Understanding the Nigerian Emergency Management System: A Key to Improving Preparedness.
By ucfbjuu, on 16 June 2017
Nigeria has over the years, been challenged with human induced disasters unlike other parts of the world that have faced the challenge of natural hazards. Reports revealed that between July 2013 and March 2016, Lagos state alone recorded four major cases of building collapses with around 122 dead and several injured. Between September 2013 and March 2014, Nigeria recorded three major stampedes with 96 dead and several injured (Okoli and Nnorom 2014). Moreover, the frequency of power failures in Nigeria has escalated to the level that even the presidential villa has mandated the 24-hour use of generators to provide continued energy in the state house, Aso Villa.

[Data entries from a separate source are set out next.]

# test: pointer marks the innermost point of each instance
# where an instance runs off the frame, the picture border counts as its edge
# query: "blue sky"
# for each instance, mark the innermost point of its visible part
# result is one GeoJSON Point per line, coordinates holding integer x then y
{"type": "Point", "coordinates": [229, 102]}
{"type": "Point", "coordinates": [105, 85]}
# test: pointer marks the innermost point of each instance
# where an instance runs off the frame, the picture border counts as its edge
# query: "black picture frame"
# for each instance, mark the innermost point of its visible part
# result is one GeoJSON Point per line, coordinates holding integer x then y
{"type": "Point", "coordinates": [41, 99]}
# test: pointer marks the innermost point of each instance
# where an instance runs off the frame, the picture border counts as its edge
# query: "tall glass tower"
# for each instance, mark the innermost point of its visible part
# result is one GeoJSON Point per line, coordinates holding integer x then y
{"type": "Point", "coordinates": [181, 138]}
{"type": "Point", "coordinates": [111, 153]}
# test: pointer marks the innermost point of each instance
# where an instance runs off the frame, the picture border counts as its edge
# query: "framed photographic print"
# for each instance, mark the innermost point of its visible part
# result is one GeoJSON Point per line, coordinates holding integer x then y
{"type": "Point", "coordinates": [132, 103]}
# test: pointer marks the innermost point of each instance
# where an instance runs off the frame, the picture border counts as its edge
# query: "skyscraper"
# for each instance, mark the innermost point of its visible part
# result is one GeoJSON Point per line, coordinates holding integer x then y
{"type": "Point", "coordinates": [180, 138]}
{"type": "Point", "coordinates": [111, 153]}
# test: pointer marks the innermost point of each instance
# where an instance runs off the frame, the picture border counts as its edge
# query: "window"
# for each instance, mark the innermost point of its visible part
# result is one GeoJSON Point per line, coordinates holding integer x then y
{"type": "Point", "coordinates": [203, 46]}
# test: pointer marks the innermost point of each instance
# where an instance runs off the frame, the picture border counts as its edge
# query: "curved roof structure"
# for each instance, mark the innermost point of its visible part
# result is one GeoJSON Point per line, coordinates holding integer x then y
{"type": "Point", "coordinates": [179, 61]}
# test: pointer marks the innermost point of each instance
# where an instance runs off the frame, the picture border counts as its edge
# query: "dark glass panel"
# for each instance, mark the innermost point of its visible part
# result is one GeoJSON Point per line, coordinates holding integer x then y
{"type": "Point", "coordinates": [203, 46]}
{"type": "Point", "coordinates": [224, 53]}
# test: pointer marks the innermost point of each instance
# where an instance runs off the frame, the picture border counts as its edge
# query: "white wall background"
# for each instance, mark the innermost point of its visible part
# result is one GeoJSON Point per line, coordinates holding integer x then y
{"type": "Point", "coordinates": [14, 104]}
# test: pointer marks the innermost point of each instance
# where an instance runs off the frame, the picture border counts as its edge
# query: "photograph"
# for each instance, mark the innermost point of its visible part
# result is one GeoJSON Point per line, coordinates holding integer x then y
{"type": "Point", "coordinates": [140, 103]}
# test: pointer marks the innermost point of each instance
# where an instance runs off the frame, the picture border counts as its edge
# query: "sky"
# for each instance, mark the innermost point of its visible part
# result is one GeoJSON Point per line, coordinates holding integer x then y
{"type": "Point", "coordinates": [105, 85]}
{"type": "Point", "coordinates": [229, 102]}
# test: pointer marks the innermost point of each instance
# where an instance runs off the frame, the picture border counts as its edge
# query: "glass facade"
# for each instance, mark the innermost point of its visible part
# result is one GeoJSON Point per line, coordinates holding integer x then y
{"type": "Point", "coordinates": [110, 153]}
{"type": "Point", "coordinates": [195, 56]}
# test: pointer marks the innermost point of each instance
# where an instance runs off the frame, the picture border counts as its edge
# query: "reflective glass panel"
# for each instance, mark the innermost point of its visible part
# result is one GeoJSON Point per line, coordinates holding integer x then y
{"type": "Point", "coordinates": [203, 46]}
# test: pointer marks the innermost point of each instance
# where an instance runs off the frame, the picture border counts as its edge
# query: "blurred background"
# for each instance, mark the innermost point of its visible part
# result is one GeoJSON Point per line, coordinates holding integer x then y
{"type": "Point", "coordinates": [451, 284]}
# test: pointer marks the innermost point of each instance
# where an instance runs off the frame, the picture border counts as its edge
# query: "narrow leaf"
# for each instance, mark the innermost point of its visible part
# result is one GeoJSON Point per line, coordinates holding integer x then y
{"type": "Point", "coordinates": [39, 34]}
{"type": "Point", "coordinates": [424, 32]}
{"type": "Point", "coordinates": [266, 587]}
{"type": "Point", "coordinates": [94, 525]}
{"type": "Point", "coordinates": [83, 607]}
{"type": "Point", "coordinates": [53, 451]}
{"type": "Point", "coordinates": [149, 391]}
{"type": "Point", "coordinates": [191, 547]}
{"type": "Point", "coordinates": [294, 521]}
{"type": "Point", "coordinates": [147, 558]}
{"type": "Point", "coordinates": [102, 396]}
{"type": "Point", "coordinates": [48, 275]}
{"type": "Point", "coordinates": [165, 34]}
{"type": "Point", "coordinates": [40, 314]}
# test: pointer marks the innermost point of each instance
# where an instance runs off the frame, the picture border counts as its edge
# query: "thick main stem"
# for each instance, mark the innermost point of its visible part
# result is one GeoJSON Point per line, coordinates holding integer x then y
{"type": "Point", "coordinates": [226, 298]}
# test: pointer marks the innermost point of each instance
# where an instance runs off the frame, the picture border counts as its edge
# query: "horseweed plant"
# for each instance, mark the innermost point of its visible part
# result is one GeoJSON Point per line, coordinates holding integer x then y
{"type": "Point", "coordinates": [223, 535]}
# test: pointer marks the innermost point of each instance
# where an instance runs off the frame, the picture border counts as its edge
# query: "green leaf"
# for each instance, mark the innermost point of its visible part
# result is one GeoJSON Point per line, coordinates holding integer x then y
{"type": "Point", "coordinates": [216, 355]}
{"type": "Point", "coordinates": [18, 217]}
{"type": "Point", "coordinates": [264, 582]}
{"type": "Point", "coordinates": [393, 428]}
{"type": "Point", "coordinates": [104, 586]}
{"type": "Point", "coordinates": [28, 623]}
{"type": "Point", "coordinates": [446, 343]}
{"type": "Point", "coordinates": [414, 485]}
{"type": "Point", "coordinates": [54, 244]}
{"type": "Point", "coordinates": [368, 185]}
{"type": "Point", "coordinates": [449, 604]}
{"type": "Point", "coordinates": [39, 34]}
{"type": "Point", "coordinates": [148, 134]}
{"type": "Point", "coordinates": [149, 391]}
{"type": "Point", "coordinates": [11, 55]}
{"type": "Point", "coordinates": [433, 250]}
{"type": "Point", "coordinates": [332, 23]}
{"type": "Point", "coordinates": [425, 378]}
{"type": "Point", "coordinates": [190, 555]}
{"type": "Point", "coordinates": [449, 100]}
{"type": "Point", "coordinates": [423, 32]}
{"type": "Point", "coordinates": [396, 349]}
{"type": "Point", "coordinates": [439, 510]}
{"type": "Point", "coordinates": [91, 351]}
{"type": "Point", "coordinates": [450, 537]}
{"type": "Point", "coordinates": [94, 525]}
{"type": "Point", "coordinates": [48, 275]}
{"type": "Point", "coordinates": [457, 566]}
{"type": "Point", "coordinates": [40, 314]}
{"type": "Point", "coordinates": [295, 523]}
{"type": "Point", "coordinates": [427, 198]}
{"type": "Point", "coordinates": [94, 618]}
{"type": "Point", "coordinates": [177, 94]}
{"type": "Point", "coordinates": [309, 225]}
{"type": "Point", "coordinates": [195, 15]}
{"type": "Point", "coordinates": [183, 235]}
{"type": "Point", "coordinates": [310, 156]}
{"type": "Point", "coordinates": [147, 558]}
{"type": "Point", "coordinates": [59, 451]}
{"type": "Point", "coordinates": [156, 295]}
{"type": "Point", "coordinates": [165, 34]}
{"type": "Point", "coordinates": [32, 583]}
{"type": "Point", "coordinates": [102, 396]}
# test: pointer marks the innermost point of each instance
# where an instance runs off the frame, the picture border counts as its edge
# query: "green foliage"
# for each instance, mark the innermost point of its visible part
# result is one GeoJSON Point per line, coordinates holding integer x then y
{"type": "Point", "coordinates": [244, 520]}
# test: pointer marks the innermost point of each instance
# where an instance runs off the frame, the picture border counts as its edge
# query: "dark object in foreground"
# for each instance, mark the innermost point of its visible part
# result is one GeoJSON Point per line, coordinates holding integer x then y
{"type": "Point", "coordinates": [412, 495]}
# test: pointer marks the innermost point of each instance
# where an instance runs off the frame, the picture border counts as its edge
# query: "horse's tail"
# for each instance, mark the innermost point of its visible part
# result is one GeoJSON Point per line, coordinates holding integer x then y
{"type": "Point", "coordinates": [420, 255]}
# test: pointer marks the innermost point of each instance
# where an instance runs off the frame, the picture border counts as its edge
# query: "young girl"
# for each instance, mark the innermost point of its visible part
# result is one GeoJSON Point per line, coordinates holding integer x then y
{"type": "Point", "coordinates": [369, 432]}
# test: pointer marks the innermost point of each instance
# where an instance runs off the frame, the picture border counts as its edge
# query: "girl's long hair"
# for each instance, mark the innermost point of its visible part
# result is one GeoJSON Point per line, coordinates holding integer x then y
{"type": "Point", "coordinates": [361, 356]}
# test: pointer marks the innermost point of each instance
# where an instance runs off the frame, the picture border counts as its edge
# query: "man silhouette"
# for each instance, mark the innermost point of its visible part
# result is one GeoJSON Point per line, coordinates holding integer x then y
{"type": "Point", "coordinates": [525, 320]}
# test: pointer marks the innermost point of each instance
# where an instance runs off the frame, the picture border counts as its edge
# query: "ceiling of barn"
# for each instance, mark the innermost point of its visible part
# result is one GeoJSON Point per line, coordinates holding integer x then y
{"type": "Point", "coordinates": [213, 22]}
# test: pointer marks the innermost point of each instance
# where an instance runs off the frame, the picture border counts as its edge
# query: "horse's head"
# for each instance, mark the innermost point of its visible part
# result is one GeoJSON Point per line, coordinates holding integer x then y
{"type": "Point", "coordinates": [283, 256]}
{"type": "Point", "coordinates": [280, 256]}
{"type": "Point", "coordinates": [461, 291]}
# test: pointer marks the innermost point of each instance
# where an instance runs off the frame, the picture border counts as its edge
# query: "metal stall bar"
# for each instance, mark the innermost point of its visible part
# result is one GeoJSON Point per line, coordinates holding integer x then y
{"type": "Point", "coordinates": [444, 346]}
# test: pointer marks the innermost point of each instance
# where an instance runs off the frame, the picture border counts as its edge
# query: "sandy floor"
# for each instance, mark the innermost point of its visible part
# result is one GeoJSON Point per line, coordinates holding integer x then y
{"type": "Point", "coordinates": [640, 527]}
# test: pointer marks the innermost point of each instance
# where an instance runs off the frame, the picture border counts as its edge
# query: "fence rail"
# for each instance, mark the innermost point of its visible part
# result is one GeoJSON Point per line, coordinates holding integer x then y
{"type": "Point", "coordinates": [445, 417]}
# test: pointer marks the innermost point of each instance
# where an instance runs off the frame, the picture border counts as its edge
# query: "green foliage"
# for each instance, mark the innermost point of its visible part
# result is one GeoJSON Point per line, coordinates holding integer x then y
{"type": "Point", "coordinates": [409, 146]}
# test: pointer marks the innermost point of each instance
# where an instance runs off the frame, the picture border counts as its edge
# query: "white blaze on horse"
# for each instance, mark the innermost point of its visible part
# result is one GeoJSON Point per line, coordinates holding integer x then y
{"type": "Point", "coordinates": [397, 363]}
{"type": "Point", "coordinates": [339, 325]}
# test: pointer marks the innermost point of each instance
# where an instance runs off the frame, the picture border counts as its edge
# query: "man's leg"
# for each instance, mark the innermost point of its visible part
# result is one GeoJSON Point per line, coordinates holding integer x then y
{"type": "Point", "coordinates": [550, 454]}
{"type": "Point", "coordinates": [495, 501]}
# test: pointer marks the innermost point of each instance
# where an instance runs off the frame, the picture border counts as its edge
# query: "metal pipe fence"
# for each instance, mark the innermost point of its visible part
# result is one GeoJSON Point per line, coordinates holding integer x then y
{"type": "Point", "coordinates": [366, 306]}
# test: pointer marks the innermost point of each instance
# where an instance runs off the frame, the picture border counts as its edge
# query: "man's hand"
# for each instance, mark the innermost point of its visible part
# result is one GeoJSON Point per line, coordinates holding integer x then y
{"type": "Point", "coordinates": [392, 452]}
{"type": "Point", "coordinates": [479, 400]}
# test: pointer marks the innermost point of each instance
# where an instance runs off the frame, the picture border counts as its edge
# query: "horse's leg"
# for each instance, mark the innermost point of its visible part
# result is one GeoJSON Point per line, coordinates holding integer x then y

The increasing frequency of human induced disasters in Nigeria is becoming so alarming that urgent need for preparedness to improve response when disaster strikes is required. This requires adequate knowledge about the system to determine its capability and areas that need urgent attention.
In line with the UCL Grand Challenges initiative, I embarked on a research fieldtrip to Nigeria in May 2017 to conduct a survey as a part of my PhD at the IRDR. The aim was to meet and discuss with a number of relevant emergency response organisations, and obtain some crucial information about emergency management activities to develop a framework to improve emergency response in Nigeria.
The survey was conducted at a number of institutions, including the National Emergency Management Agency (NEMA), the Federal Ministry of Health (FMOH), the Federal Road Safety Corps (FRSC), the Nigeria Security and Civil Defence Corps (NSCDC), the Nigeria Police Force (NPF) and the national hospital (NH). All of these constitute key emergency response organisations in Nigeria, and the survey gathered valuable information regarding emergency communication, resource availability, staffing and training.
Initial evidencesuggests that inadequate funding, inadequate resources, insufficient training, lack of incentives, poverty, marginalisation and lack of political will are the major factors that affect emergency response activities in Nigeria.